Thirty-three North Carolina Legislators have ties with ALEC. Thom Tillis, North Carolina speaker of the House, is on the ALEC International Relations Task Force and has been a member since 2011. He was also ALEC State Legislator of the Year in 2011 and he attended the ALEC 2011 Annual Meeting. Republican Rep. Justin P. Burr is on the ALEC Public Safety and Elections Task Force. He, too, attended the ALEC 2011 Annual Meeting, (In fact, 33 North Carolina legislators have ties with ALEC, lending credence to the assumption that ALEC is knee-deep in the for-profit higher educational scandals.)

ALEC is more than a front group for corporate interests; it is actually a working group of corporate heavyweights that are bent on buying legislation. ALEC hosts meetings in fancy hotel ballrooms where they fly in legislators, lawyers and lobbyists from across the country to sit together to draft model corporate legislation for use in states throughout the nation. ALEC then gives the legislation to participating ALEC legislators, overwhelmingly conservative Republicans, who then bring these proposals and legislation draft bills home, and where they introduce them in statehouses across the nation as their own unique ideas and crucial public policy innovations. They do this without disclosing that it is really a cabal of corporations and their silk-backed lawyers who have crafted and voted on the bills to enhance corporate control.

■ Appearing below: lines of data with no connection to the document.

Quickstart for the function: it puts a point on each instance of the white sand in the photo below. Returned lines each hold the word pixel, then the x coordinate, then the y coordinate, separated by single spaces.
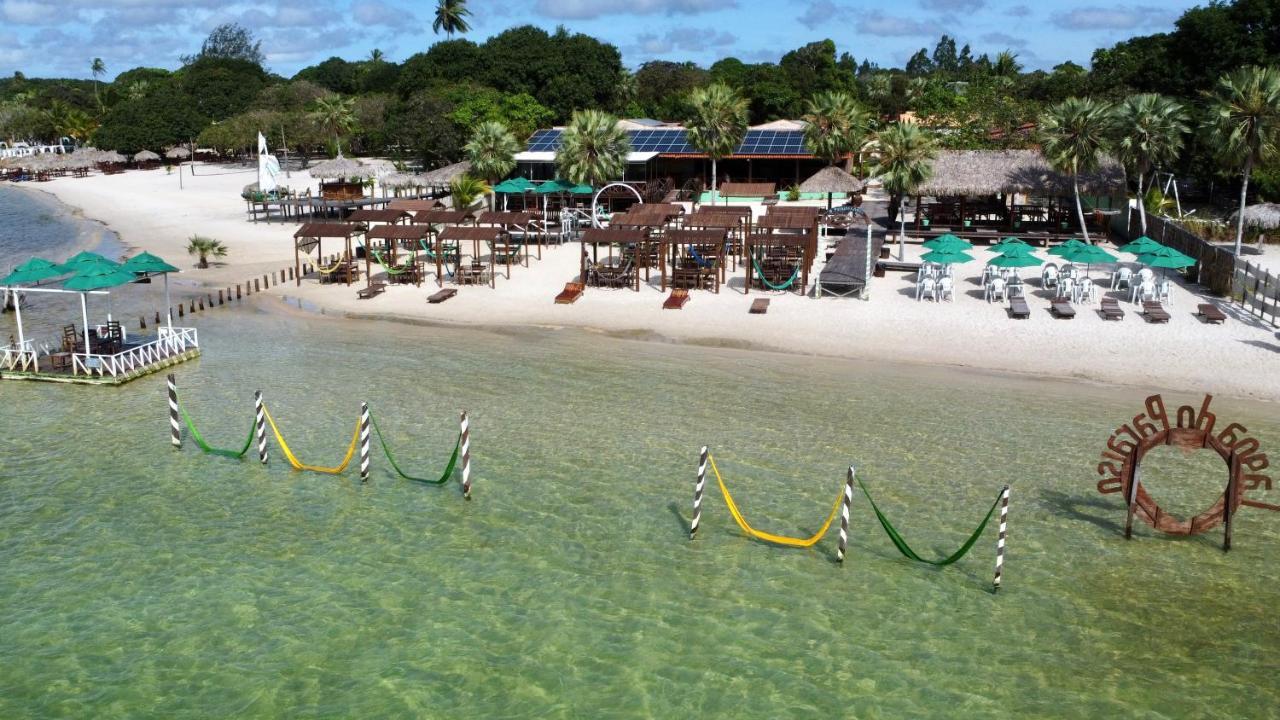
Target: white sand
pixel 1239 359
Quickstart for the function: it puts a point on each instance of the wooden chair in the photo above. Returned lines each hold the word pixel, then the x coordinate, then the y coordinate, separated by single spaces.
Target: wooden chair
pixel 570 295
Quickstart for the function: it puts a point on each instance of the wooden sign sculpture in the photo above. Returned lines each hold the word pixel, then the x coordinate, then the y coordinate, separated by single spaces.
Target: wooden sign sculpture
pixel 1192 429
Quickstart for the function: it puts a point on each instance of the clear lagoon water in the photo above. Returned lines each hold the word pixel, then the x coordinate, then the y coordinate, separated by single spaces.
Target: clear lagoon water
pixel 145 582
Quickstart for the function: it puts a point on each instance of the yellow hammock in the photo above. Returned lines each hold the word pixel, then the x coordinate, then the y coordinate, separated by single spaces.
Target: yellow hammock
pixel 297 464
pixel 769 537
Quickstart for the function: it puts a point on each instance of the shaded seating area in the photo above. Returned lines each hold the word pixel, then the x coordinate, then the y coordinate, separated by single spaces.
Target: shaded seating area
pixel 339 268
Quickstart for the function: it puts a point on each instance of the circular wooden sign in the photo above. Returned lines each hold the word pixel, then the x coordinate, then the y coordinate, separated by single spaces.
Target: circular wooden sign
pixel 1191 429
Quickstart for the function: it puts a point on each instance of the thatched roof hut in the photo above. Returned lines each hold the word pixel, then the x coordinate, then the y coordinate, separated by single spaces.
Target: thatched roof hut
pixel 992 172
pixel 1264 215
pixel 831 180
pixel 442 177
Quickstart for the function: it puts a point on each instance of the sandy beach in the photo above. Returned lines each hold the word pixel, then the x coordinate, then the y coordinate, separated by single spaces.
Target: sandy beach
pixel 150 212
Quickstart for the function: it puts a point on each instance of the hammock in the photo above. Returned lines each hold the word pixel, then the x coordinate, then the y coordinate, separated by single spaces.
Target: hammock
pixel 768 537
pixel 906 550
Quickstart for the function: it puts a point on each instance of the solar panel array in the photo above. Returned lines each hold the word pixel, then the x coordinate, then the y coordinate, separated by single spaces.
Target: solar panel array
pixel 673 141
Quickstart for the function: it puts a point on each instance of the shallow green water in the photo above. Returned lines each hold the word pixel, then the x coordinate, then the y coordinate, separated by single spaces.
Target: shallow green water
pixel 138 580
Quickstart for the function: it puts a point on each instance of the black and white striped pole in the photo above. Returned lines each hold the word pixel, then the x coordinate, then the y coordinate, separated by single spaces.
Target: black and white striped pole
pixel 844 515
pixel 174 427
pixel 1000 540
pixel 698 492
pixel 466 455
pixel 260 425
pixel 364 442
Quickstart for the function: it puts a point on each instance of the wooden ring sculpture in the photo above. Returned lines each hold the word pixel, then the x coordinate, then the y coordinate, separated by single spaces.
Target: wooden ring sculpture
pixel 1192 429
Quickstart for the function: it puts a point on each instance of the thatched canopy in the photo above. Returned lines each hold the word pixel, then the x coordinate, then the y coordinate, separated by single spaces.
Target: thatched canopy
pixel 991 172
pixel 831 180
pixel 1264 215
pixel 442 177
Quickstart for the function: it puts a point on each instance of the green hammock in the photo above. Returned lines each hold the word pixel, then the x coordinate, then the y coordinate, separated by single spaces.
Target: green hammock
pixel 906 550
pixel 448 469
pixel 209 449
pixel 771 286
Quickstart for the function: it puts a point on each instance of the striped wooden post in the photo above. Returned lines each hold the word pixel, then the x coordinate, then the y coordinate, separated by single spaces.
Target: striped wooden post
pixel 1000 540
pixel 698 492
pixel 174 425
pixel 844 515
pixel 466 455
pixel 364 442
pixel 260 425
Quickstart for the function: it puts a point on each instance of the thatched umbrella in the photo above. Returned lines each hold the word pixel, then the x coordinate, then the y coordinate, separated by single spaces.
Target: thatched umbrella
pixel 1264 215
pixel 831 180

The question is, of course, did ALEC draft this North Carolina legislation as “model legislation” that can be used state by state to create regulatory boards that are then packed with lobbyists to govern for-profit colleges and universities in effect shielding? A North Carolina dental school recently was shuttered due to lack of accreditation and Kaplan Higher Education that ran the school was forced to pay out $5 million to students both past and current harmed by the fraudulent program. Congressman Waters of California recently penned a letter to CEO Donald Graham regarding the fraudulent college.

If ALEC is behind the North Carolina legislation Senate Bill 685, then we can expect that the for-profit college and university controversy will be swaddled in lobbyist cash even more than it has been and could spread like a cancer to other states that already have or are considering adopting legislation to rein in the for-profit predatory industry.

For more information on SEIU's foray into the for-profit college and university visit scandals visit their web site at www.ForProfitU.org.

Correction: A previous version of this article incorrectly reported that Suzanne Lawrence stated that students were encouraged to apply for loans at for-profit schools and rarely told they might qualify for grants or loans. What Lawrence actually said was: “Students often got the impression from the online advertisements that the government grants could only be used at the particular school they were talking with (i.e., whichever one we were trying to recruit them for) – and although that is not the case (a Pell grant can be used at any institution), we never mentioned that fact to students.” Her actual statement is now reflected in the article.